Forum: Consider liveability and environment when giving out awards in construction sector

In December, there were two Forum letters in which writers listed defects in their condominiums after they moved in and expressed disappointment with the developers and their main contractors, some of which were award winners for quality (Important to maintain quality control in construction sector, Dec 21, 2020; Developers, builders need to uphold construction quality standards, Dec 27, 2020).

There has been no response to these letters.

A little over three months ago, a relative of mine got the keys to his new executive condominium (EC). In that short span of time, the lifts in his block malfunctioned so many times they had to be shut down for major repairs not once, but twice.

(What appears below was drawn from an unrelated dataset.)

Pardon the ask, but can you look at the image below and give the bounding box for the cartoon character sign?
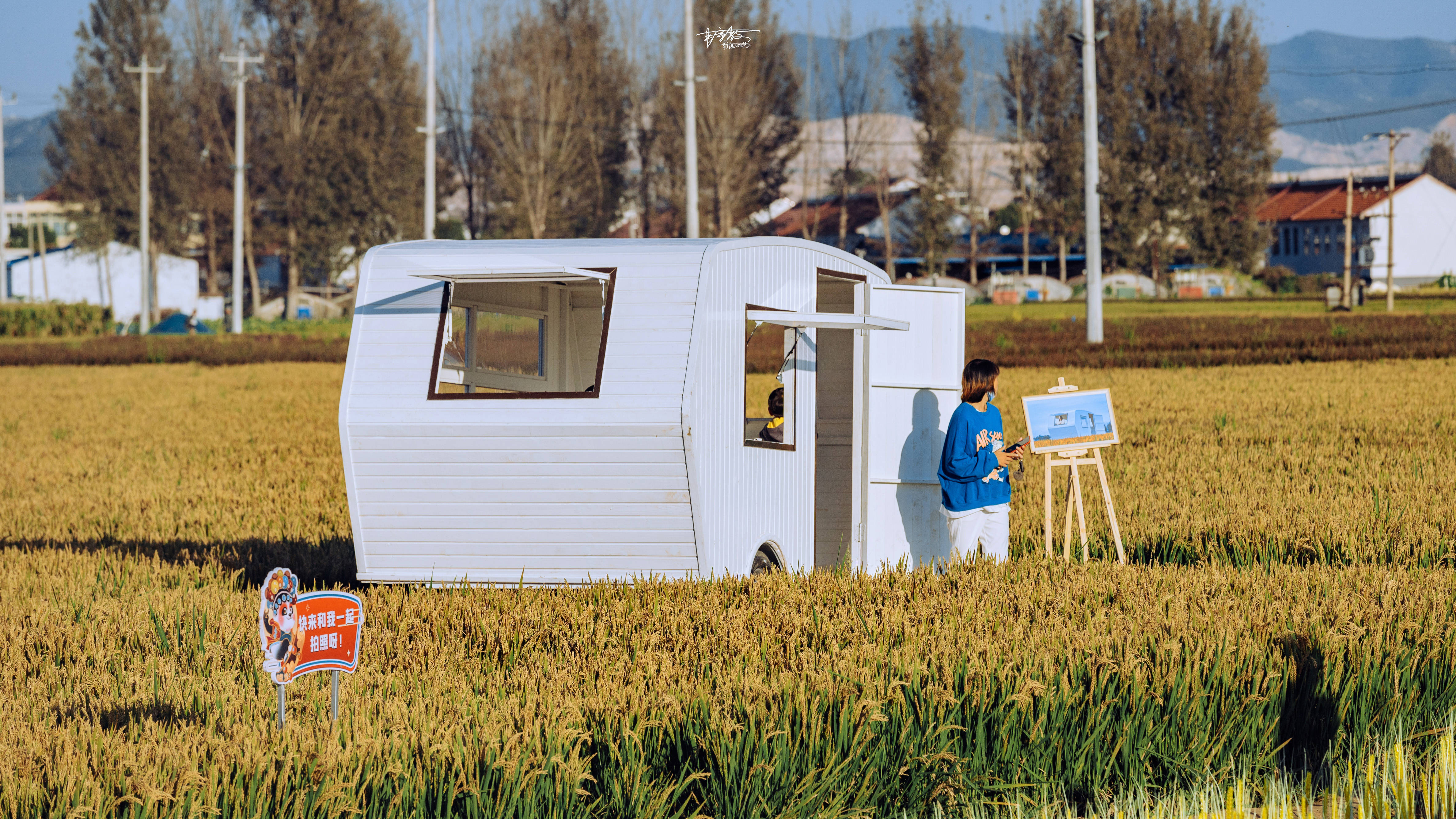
[258,568,306,682]
[258,559,364,685]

The balcony drainage was choked with construction debris upon handover, and the paintwork in his unit is already peeling.

In the residents' chat group, others have said they are having quality issues, like rust forming on balcony railings, water seepage marks on walls, rust spots appearing on kitchen sinks, and more.

There are also leaking tap joints - rubber gaskets that seal the connection are missing. How could such basics be missed?

Yet the developer of the EC and its main contractors were recently given top awards by the Building and Construction Authority (BCA).

That residents' lived experiences are not at that top level suggest the award system needs a relook, not least to include the building occupants' feedback.

I also feel BCA's award criteria are lacking in two important areas: liveability and climate change considerations.

It is not uncommon to see residential units with tiny bedrooms, yet including three or four toilets and an oversized balcony being marketed.

On climate-related issues, it is almost a trend to build condos with facades made entirely of glass. This is hardly suitable for a tropical climate like ours.

It results in units baking in the sun and most times, residents have to switch on air-conditioning to counter the heat. Why do away with the good old combination of brick walls and windows?

Also, little to no consideration is given for residents' need to sun their laundry. With the abundance of sunlight here, it is an irony that developers expect people to make more use of clothes dryers.

All these moves to consume more electricity needlessly are just racing our earth to its death.

BCA should consider these factors when assessing the winners of its annual awards.